By Adrian Frater, News Editor 
Effluent as it was seen flowing from the Montego Bay abattoir towards the sea. The St. James health authorities have deemed the situation unhygienic. - Patrick Campbell/Freelance Photographer
WESTERN BUREAU:
THE THREAT of a possible health crisis is now looming in Montego Bay as the city's abattoir, which was ordered closed by the St. James health authorities just over two months ago, is still in operation. The facility is currently supplying unsuspected members of the public with meat that has not been properly tested.
"We served a notice of closure on the St. James Parish Council (STJPC) on February 27 because the abattoir is in an unhealthy condition and needs urgent attention," said Desmond Clarke, the chief public health officer for St. James. "We understand that animals are still being slaughtered there despite the fact that nothing has been done to remedy the conditions there." To compound what is already a serious concern, Mr. Clarke said that since the closure notice, public health inspectors have stopped visiting the facility. As a consequence, the animals slaughtered there are being sold to the public without being properly tested.
"We are warning the public to be careful about the meat they buy and consume because it could well not have been properly inspected," said Mr. Clarke said, who noted that the meat examined by his department carries a stamp made by a public health inspector. "I am not saying we stamp every inch of the meat, but it would be unlikely that you have a whole section of meat without a stamp."
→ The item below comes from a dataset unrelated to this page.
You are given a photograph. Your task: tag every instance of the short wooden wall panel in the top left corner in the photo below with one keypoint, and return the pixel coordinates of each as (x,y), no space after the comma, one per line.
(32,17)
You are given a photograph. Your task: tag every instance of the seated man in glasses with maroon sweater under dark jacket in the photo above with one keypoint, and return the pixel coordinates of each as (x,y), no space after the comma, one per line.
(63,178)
When contacted for a comment on the statement from the health department, Suzette Brown, the public relations officer for the STJPC, who spoke on behalf of Christopher Powell, the Secre-tary/Manager of the STJPC, acknowledged that the Council had received a closure notice for the abattoir. However, she said the Council had an understanding with the health department that they would continue to operate until the necessary repairs were done.
"Mr. Powell gave Mr. Clarke an assurance that we would (be) effecting the necessary repairs as soon as the required funding is realised," said Ms. Brown, who said the funding had not yet been secured. "We were not aware that public health inspectors were not visiting the facility. That is news to us, that information was never communicated to the Council."
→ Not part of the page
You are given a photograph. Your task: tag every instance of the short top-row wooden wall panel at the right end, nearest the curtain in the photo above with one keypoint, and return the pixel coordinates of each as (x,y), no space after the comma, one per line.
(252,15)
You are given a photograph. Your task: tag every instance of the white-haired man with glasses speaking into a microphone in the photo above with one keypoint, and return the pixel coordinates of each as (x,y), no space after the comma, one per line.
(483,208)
In outlining the timetable that led to the issuing of the closure notice, Mr. Clarke said the health authorities had dialogue with the secretary/manager of the Council and was given a guarantee that the abattoir, the only one in the parish, would be closed if funding was not secured to carry out the necessary repairs. He said he was surprised that "it is business as usual at the abattoir."
According to Mr. Clarke, some of the health concerns facing the abattoir are effluent flowing from the facility into the sea, which is dangerous to marine life; the general unhygienic conditions, which could cause the spread of diseases; the unpleasant odour at the facility; and the absence of a lairage, a place where animals are rested before they are slaughtered.
"There are too many health concerns there. We just cannot allow the situation to continue," said Mr. Clarke. "We think we have a responsibility to warn the public about consuming meat from the abattoir." Checks by The Gleaner have revealed that most householders, restaurants and even some hotels get their supply of meat from the abattoir or from establishments served by the abattoir. When The Gleaner visited the facility on Tuesday, true to the health department's claim, it was business as usual there.